Third idea: create our own hw independent ranges and define the meaning of the bits (we could use 16 bit, for example). Better, let decide that bit 31 means auto-sr and use 16 or 24 or 30 bits for ranges.That is: if (bit31==0) (bit29-bit0)=symbol rate in baud if (bit31==1) (bit29-bit0)=symbol rate range mask bit30 reserved for future use, must be 0
Yes, I like it. We could define the ranges directly or in relation to sr_min and sr_max, but with 30 bits I'd avoid this extra complication.
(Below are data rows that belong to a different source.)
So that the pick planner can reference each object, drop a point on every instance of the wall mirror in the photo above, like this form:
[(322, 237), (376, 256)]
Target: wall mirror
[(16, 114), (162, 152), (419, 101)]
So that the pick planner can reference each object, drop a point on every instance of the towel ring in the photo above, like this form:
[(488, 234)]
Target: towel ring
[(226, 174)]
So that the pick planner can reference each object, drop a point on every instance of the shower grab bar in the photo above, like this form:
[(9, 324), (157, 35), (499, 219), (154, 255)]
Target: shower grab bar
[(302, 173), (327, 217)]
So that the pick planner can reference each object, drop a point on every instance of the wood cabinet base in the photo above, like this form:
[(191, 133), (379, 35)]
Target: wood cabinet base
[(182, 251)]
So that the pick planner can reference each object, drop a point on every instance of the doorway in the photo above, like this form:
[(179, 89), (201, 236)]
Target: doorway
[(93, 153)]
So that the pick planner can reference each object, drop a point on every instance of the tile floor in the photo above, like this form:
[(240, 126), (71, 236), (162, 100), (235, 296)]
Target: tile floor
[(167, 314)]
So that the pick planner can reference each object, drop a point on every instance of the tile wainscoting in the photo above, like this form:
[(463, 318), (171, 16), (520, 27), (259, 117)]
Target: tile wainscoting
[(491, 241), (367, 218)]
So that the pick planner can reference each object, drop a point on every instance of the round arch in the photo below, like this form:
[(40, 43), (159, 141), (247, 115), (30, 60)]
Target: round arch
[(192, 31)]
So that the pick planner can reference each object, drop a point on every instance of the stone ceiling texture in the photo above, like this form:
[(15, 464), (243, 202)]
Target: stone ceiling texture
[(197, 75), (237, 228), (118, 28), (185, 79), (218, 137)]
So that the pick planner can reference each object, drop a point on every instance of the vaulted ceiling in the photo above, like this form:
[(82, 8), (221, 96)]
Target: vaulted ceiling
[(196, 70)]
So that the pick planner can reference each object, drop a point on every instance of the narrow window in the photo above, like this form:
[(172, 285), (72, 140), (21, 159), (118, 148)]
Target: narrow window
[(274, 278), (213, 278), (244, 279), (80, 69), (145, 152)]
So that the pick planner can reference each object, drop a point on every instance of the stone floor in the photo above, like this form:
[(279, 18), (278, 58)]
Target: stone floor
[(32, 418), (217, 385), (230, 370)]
We could have ranges coded this way SR_SEARCH_RANGES 1<<31 SR_RESERVED_MUST_BE_0 1<<30 SR_RANGE_30M_25M 1<<29 SR_RANGE_25M_20M 1<<28 ... SR_RANGE_6M_5M 1<<12 SR_RANGE_5M_4M 1<<11 ... SR_RANGE_500k_300k 1<<0 and use (SR_AUTO|SR_30M_25M|SR_6M_5M) in apps.
sounds hard to use. I would prefer the approach similiar to thy Zarlink Evalsoftware: pass the frequency and symbol rate ranges to the driver and then get interrupted/notified as soon something is found, thenafter continue there.
A scan looks like this from the userspace application point of view:
ioctl(PREPARE_SCAN, &setup_range_spec); ioctl(START_SCAN);
while (1) {
/* we get notified by poll() */
wait until status changes and read current parameters;
select(fe_fd, ...);
ioctl(fe_fd, FE_GET_STTAUS, &s);
ioctl(fe_fd, FE_GET_PARAMETERS, &p); if (end of range)
bail out; if (channel found)
store parameters; if (weak channel)
mark channel as weak;ioctl(CONTINUE_SCAN); }
an additional ioctl(CANCEL_SCAN) allows to interrupt running scans and to bring back the hardware into a sane state for normal tuning.
discontinous scan ranges should be handled by the application. The setup_range_spec struct might look like this for DVB-S scans:
struct dvb_fe_scan_spec {
unsigned freq_start;
unsigned freq_end;
unsigned srate_start;
unsigned srate_end;
}A similiar approach works for the mt352 DVB-T demod, there the srate fields are not required but bandwidth and the scan_weak_channels bit have to be configured. What do you think?